The explanation of the interrogatory/affidavit contradiction is barely sufficient, but recognizing the importance of avoiding credibility determinations in summary judgment determinations, I find that there is no genuine issue of fact that the contract price is not less than $4,625,196.40.

If IT believes that it incurred attorneys' fees and costs due to the Group's failure to *244 seasonably amend its interrogatory answers, IT should file a motion for sanctions and I will issue a show cause order.

Conclusion

For the foregoing reasons, IT's motion for partial summary judgment (document no. 22) is granted in part. Under Article 29.2 the contract price is not less than $4,625,196.40 and the costs to complete to be deducted from that sum is no greater than $2,413,130.99. The sums paid to IT before termination totaled $1,130,544.07. Pursuant to the provisions of Article 29.2 IT has a contractual right to be paid $1,081,521.34.

SO ORDERED.

NOTES

[1] The Group admits that this was the original contract price for the project but alleges that this price was subsequently adjusted to $4,625,196.40.
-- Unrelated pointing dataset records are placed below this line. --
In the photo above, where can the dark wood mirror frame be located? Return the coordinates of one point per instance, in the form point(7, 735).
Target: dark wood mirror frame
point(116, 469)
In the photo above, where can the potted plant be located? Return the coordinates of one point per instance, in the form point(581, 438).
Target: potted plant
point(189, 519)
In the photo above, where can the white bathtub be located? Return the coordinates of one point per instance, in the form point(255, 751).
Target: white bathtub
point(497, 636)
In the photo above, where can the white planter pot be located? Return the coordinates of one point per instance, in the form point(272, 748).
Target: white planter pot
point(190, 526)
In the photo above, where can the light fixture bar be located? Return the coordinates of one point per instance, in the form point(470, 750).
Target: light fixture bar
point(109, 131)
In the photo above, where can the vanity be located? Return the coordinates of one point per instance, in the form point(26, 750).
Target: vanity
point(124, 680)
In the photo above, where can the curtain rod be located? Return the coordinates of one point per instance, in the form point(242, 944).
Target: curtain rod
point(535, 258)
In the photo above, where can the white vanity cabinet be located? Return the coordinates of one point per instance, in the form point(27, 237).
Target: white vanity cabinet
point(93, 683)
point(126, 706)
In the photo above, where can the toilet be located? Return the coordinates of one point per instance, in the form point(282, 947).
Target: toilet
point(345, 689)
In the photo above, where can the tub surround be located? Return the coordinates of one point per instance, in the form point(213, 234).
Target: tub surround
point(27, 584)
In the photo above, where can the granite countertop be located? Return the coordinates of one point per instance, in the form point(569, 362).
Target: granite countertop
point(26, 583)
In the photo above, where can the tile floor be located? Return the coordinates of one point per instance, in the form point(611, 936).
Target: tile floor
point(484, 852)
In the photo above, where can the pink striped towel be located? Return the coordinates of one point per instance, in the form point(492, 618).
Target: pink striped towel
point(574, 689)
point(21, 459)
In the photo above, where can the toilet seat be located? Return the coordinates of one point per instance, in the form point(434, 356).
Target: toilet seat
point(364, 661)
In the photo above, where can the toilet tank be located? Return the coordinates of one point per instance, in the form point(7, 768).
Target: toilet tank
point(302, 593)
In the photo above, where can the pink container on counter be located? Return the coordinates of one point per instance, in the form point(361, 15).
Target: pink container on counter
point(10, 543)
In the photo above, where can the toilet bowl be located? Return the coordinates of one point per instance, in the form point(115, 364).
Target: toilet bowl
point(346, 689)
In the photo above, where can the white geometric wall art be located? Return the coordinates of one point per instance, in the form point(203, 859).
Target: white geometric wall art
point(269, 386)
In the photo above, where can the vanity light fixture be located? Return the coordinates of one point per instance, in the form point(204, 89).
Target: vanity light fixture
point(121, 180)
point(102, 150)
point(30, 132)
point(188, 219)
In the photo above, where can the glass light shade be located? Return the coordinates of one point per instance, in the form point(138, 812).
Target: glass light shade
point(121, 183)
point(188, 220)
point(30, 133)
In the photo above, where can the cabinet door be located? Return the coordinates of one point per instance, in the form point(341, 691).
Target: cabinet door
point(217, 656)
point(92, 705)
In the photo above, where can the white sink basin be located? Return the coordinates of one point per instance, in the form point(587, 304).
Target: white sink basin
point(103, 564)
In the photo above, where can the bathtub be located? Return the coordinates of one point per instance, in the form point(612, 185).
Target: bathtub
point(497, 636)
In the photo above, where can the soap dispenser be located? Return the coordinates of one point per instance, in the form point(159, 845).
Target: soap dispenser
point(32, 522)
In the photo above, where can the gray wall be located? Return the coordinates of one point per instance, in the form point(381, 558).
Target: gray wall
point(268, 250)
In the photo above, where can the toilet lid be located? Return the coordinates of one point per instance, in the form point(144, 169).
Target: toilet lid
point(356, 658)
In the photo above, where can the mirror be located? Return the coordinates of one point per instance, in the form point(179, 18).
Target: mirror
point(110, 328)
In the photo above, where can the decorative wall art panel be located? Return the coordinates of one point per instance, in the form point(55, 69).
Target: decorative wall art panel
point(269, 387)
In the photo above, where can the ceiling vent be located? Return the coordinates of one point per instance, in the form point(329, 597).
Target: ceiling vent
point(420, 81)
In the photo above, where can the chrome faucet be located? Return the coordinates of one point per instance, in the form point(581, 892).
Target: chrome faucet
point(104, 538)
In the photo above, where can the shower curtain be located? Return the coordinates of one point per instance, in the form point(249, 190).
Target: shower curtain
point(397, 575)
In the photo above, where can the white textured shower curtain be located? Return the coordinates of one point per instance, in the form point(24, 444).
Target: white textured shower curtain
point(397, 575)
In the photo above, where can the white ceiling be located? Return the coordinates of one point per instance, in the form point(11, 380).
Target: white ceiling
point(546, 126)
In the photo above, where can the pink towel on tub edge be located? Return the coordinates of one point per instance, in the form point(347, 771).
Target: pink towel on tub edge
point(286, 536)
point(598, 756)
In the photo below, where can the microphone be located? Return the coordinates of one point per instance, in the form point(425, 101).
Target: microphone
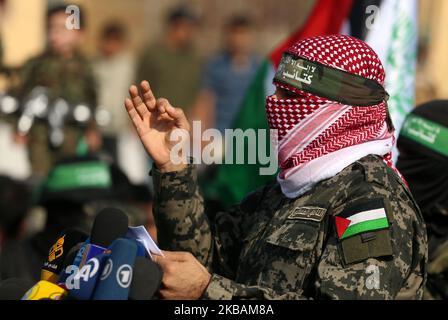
point(53, 266)
point(109, 224)
point(82, 284)
point(68, 267)
point(146, 280)
point(44, 290)
point(116, 277)
point(13, 288)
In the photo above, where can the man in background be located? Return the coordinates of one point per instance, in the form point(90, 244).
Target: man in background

[2] In its amended complaint IT joined Golder, the project engineer selected by the Group to prepare the remedial design work plan and oversee remediation activities and SeaHill Construction, the principal supplier of sands and soils for the project as third party defendants.

[3] How invoices could continue to be received eleven months after completion of the work is not explained, assuming there could be a credible explanation.